No free lunches

By Editorial Board
March 17, 2023

What started as an investigative reporter’s biggest scoop has now brought the necessary amendments to a decades-old law. The new Toshakhana policy announced by the federal government is a step in the right direction – taking back the free pass many government officials enjoyed for years. While political experts believe that this change should have come years ago, it is good to note that authorities are paying attention to an issue that used to oscillate between the legality and morality realms.
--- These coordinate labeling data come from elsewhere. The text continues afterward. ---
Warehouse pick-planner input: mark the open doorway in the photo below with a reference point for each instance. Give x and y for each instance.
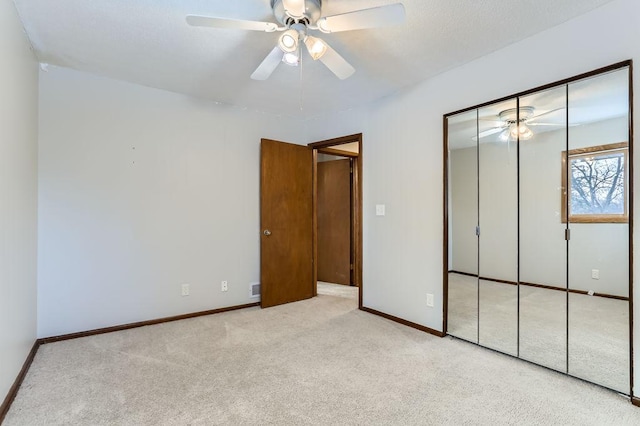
(337, 221)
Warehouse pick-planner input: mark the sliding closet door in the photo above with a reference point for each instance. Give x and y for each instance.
(462, 165)
(598, 187)
(498, 233)
(543, 248)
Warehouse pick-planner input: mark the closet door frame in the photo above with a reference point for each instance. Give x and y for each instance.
(446, 267)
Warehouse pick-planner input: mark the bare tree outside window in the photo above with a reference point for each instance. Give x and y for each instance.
(597, 184)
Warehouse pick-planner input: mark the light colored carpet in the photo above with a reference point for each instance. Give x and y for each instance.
(339, 290)
(320, 361)
(598, 339)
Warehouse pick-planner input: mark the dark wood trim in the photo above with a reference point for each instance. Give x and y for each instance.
(548, 287)
(630, 201)
(445, 225)
(562, 82)
(357, 203)
(314, 220)
(97, 331)
(356, 137)
(357, 185)
(404, 322)
(497, 280)
(463, 273)
(13, 390)
(341, 153)
(566, 184)
(574, 291)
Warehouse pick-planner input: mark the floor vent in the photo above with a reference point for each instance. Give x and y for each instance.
(255, 289)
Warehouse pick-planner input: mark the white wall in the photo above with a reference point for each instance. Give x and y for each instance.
(18, 195)
(402, 149)
(602, 246)
(141, 190)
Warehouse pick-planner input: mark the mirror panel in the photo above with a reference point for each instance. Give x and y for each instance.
(597, 176)
(463, 218)
(498, 218)
(543, 249)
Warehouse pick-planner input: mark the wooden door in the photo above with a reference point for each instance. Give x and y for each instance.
(286, 213)
(334, 221)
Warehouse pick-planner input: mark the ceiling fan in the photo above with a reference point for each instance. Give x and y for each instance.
(296, 19)
(513, 126)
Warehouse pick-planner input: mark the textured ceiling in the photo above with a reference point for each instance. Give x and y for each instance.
(592, 100)
(148, 42)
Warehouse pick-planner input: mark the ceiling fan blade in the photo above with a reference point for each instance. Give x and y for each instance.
(336, 63)
(233, 24)
(529, 120)
(294, 8)
(268, 65)
(366, 18)
(489, 132)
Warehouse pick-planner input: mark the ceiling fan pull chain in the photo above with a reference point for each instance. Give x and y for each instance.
(301, 85)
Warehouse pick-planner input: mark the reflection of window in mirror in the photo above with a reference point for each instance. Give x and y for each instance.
(597, 184)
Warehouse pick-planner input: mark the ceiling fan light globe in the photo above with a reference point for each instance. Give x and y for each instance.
(316, 47)
(288, 41)
(291, 59)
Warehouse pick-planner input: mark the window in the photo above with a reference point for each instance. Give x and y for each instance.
(597, 185)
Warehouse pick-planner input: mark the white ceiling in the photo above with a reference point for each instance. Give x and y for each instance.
(148, 42)
(599, 98)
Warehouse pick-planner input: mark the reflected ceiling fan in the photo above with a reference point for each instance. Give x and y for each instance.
(513, 126)
(296, 19)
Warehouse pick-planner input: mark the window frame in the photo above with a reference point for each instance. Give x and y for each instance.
(566, 185)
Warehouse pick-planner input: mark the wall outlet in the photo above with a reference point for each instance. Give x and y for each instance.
(430, 300)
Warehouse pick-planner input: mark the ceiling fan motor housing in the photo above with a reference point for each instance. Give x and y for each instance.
(311, 15)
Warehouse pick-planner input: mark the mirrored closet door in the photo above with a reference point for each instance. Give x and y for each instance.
(537, 216)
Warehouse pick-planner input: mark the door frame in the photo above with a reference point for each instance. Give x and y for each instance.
(330, 146)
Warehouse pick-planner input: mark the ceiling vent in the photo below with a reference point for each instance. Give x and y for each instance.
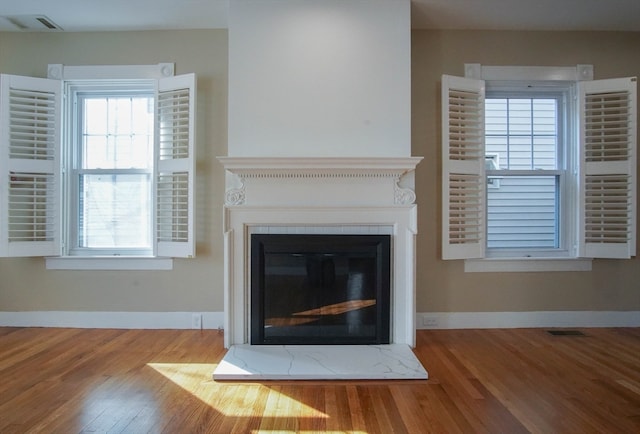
(32, 23)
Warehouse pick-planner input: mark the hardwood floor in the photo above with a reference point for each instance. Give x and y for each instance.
(495, 381)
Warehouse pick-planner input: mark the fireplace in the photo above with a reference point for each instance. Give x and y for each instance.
(320, 289)
(319, 196)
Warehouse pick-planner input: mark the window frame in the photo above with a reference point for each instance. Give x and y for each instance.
(75, 91)
(174, 212)
(599, 183)
(566, 158)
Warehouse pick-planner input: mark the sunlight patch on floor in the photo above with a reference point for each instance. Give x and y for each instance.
(231, 399)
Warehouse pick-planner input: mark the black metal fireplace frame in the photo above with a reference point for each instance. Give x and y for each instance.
(321, 244)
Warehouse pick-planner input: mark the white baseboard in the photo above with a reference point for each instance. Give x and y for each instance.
(480, 320)
(424, 320)
(118, 320)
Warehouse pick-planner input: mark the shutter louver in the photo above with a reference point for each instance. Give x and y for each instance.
(463, 234)
(175, 166)
(30, 166)
(608, 172)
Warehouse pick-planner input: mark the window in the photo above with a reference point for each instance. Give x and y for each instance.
(524, 132)
(538, 168)
(106, 171)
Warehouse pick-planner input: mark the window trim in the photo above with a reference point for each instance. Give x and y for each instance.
(76, 91)
(462, 120)
(567, 116)
(175, 238)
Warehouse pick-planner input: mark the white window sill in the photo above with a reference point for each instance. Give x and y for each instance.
(526, 265)
(108, 263)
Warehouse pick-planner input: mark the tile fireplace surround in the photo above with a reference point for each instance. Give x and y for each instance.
(326, 196)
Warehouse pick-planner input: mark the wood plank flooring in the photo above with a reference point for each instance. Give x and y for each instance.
(159, 381)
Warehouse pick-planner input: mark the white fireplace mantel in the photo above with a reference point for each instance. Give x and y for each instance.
(319, 195)
(303, 166)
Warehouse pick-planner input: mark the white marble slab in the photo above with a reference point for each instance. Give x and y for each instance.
(320, 362)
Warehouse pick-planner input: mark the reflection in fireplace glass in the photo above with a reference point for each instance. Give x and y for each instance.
(320, 289)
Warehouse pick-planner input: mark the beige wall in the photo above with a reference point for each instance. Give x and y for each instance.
(196, 285)
(193, 285)
(442, 285)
That valuable gifts given by foreign dignitaries and diplomats visiting the country were taken into personal possession by prime ministers, cabinet ministers, judges, senior military officials and others at extremely nominal prices seems to have been common practice.


The new policy, which resembles the policy in place in India, aims at putting an end to this practice and now places a ban on retaining gifts over $300. Officials have also been barred from retaining cash gifts which must be deposited in the national treasury. Only government employees from Grade I to IV will be allowed to retain any cash given to them. Importantly, it has also been decided that gifts from the Toshakhana will be auctioned at various times after determining their market value by the Federal Bureau of Revenue and the Cabinet Division and the public will be allowed to participate. This is likely to stop the misuse of Toshakhana presents that we have seen in the past.

The Toshakhana case against Imran Khan is concerned with the misdeclaration of assets – the Toshakhana gifts. As a consequence of the case, the incumbent coalition government recently released the list of gifts retained by several government representatives and senior officials going back till 2002 after which most people have criticized the varied ruling elite for putting their material interests over national interests. The naming and shaming has led to one PML-N leader depositing the actual valued amount (minus the amount paid previously at the time of retaining the gift) in the Toshakhana. Another leader has deposited the gifts back in the repository. Now the key question is whether the new policy will be properly implemented. The new policy emphasizes that gifts given to the head of state are meant as gifts to that nation and not to the individual. It also goes into great detail stating that edible items such as pineapples or chocolate can indeed be retained, given that these are perishable items. Animals, on the other hand, are to be handed over to military farms or veterinary services, so it can be determined if they can be kept at farms or given to zoos. All this makes it extremely clear how gifts are to be handled. There can be zero excuse now for anyone to try and retain or buy at alarmingly cheap prices presents given to officers and representatives of the state.